PE-backed firm acquires Shoreline Vision, seeks other deals

The deal to buy a majority stake in Muskegon-based Shoreline Vision serves as the largest transaction yet for Great Lakes Management Services Organization.

Formed last spring when Chicago-based private equity firm Sterling Partners acquired a majority stake in Grand Rapids Ophthalmology PC, Great Lakes MSO has other deals in the works and has been receiving inquiries from across the state, said Chief Development Officer Dan Hosler.

“Folks are coming to us,” Hosler said. “It’s going to be a busy 2018.”

Through the deal with Shoreline Vision, Great Lakes MSO extends its reach further across the region and deeper into the lakeshore market. Founded in 1996, Shoreline Vision has six retail locations in Muskegon, Norton Shores, Spring Lake, Grand Haven and Fremont, plus an eye surgery center in Muskegon.

Terms of the deal were not disclosed.

“Every decision Shoreline Vision makes is dependent on improving our patients’ care, whether it is investing in the latest technology, adding sub-specialty physicians, or improving our facilities,” Dr. John Oltean, a founding member of Shoreline Vision, said in a statement announcing the deal. “Our latest decision to partner with Great Lakes MSO and the vast resources they can provide is consistent with that theme. We are certain this will benefit our patients, employees, and community for years to come.”

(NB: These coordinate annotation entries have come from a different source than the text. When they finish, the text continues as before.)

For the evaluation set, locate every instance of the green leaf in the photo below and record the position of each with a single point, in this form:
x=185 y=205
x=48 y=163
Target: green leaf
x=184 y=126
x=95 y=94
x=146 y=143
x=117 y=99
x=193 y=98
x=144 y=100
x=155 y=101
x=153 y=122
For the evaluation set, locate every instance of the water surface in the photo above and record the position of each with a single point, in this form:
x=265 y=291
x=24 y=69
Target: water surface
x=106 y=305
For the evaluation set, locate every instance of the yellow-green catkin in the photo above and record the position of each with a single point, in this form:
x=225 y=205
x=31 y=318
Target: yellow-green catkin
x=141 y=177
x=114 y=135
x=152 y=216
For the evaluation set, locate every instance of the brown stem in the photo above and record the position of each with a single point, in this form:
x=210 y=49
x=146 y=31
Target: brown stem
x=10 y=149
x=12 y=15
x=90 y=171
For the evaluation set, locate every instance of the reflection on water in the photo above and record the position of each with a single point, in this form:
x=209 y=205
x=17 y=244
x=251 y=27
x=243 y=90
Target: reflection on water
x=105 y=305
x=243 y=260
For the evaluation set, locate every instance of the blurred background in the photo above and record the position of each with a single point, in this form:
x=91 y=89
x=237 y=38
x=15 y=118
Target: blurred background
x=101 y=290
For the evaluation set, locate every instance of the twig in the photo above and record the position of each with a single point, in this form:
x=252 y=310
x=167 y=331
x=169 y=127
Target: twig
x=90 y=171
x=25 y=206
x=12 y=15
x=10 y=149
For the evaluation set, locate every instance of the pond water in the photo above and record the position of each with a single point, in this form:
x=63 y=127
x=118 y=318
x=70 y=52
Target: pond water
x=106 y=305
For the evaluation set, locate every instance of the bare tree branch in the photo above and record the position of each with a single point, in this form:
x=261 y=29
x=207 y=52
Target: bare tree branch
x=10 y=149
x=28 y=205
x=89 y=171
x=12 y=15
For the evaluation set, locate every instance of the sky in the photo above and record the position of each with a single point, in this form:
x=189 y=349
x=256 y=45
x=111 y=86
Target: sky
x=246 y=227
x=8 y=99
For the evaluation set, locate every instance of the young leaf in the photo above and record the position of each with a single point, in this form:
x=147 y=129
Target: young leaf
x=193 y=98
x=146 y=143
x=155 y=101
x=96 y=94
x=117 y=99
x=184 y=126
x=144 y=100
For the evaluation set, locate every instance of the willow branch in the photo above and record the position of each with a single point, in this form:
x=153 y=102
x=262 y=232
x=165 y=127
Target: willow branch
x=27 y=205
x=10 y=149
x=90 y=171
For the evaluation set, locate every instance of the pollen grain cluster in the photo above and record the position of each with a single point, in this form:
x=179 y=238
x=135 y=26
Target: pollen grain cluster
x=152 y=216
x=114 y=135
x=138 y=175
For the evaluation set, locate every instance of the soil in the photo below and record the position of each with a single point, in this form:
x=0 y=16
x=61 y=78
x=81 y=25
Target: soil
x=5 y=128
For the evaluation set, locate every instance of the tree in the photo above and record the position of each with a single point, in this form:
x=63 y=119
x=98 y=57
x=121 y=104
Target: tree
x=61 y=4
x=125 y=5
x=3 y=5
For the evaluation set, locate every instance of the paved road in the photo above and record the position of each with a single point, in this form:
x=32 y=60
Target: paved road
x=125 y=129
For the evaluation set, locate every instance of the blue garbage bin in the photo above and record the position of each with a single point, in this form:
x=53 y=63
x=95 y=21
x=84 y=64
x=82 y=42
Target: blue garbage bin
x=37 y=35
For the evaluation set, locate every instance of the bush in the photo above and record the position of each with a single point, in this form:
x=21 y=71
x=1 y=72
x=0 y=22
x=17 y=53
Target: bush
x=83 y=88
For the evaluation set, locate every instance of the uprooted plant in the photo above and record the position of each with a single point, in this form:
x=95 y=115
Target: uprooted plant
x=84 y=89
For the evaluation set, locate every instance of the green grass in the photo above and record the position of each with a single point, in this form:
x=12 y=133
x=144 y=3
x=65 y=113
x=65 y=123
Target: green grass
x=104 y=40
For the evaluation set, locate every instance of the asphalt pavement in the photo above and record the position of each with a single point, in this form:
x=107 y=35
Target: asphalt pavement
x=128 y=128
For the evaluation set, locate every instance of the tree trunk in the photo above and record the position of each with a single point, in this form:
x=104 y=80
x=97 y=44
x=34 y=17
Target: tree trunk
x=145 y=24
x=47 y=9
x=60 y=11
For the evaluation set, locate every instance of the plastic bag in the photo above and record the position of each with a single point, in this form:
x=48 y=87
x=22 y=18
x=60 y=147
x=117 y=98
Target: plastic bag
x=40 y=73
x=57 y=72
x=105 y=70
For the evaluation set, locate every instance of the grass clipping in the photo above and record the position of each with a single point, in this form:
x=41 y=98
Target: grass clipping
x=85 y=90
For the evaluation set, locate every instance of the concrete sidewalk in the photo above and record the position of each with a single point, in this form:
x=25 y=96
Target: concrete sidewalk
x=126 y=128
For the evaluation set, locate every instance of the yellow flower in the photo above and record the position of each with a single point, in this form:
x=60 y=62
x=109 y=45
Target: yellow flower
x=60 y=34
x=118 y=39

Great Lakes MSO followed up the Shoreline Vision deal with an investment last week in Michigan Optical, a Grand Rapids-based eye care practice. Douglas Cramer, who founded Michigan Optical in 2006, remains with the practice as an optician and location director.

With the deal for Shoreline Vision, the opportunity for Great Lakes MSO to invest came from physicians at both practices having known one another for years, Hosler said.

The deal allows Great Lakes MSO to “connect the dots” between Shoreline Vision’s presence on the lakeshore and Grand Rapids Ophthalmology’s 12 locations, many of which are concentrated in Kent County.

“We think there’s definitely a lot of opportunity to better coordinate access for patients up and down the West Michigan shoreline. There are opportunities to provide more locations for our patients (and) better access to cutting-edge health care technology,” Hosler said. “In many ways, it was a natural opportunity to combine forces.”

SEEKING OPPORTUNITIES

Following Sterling Partners’ initial investment in Grand Rapids Ophthalmology in May 2017, Great Lakes MSO subsequently acquired Walker Surgical Center in November and an eye care practice in East Grand Rapids in June. 

Great Lakes MSO handles back-office business functions such as I.T., human resources, billing and patient scheduling for its eye care practices.

After the Shoreline Vision deal, the company now has 17 retail locations and three surgery centers in West Michigan. Great Lakes MSO retained the Shoreline Vision name, in a move to preserve the brand equity the practice has built over the years with patients.

“These brands have been built and the trust has been established over decades,” Hosler said. “We really want to maintain that sacred relationship between doctor and patient, and a lot of times that rests with the brand that has been developed.”

In pursuing additional deals, Great Lakes MSO has a goal of doubling in size every year in terms of revenue, patient visits and locations, Hosler said. That will occur through acquisitions and opening new retail locations.

Since forming last spring, Great Lakes MSO has received a number of inquiries from eye care practices throughout Michigan.

“We’re getting more and more in-bound interest from both ophthalmologists and optometrists alike that want to be part of a bigger platform,” Hosler said.

PE ACTIVITY HEATS UP

As MiBiz reported this month, private equity investors today are looking more at the health care sector. That’s providing a new partnership option for physicians to consider as they evaluate their future.

“Dozens of private equity firms are active in the physician practice management segment. They are creating new buyer opportunities for physicians and their practices in a wide variety of specialties,” according to an August 2016 white paper by Cascade Partners LLC, a Southfield-based investment banking firm.

Cascade Partners helped to put together last year’s deal between Sterling Partners and Grand Rapids Ophthalmology. In the white paper, the firm listed eye care, urgent care, emergency medicine and primary care as the medical practices that private equity investors are buying and making part of physician management practice companies.

In Sterling Partners, Great Lakes MSO is supported by a private equity firm that has more than $4 billion in assets under management. The firm invests in middle-market companies involved in health care and business services.

For now, Great Lakes MSO primarily looks to complete further deals in Michigan, although it eventually wants to seek out-of-state acquisitions.

“The entire state is fair game, but we have aspirations to move into adjacent states as well,” Hosler said. “Our primary focus is certainly Michigan. As we mature, we’ll definitely look to adjacent states.”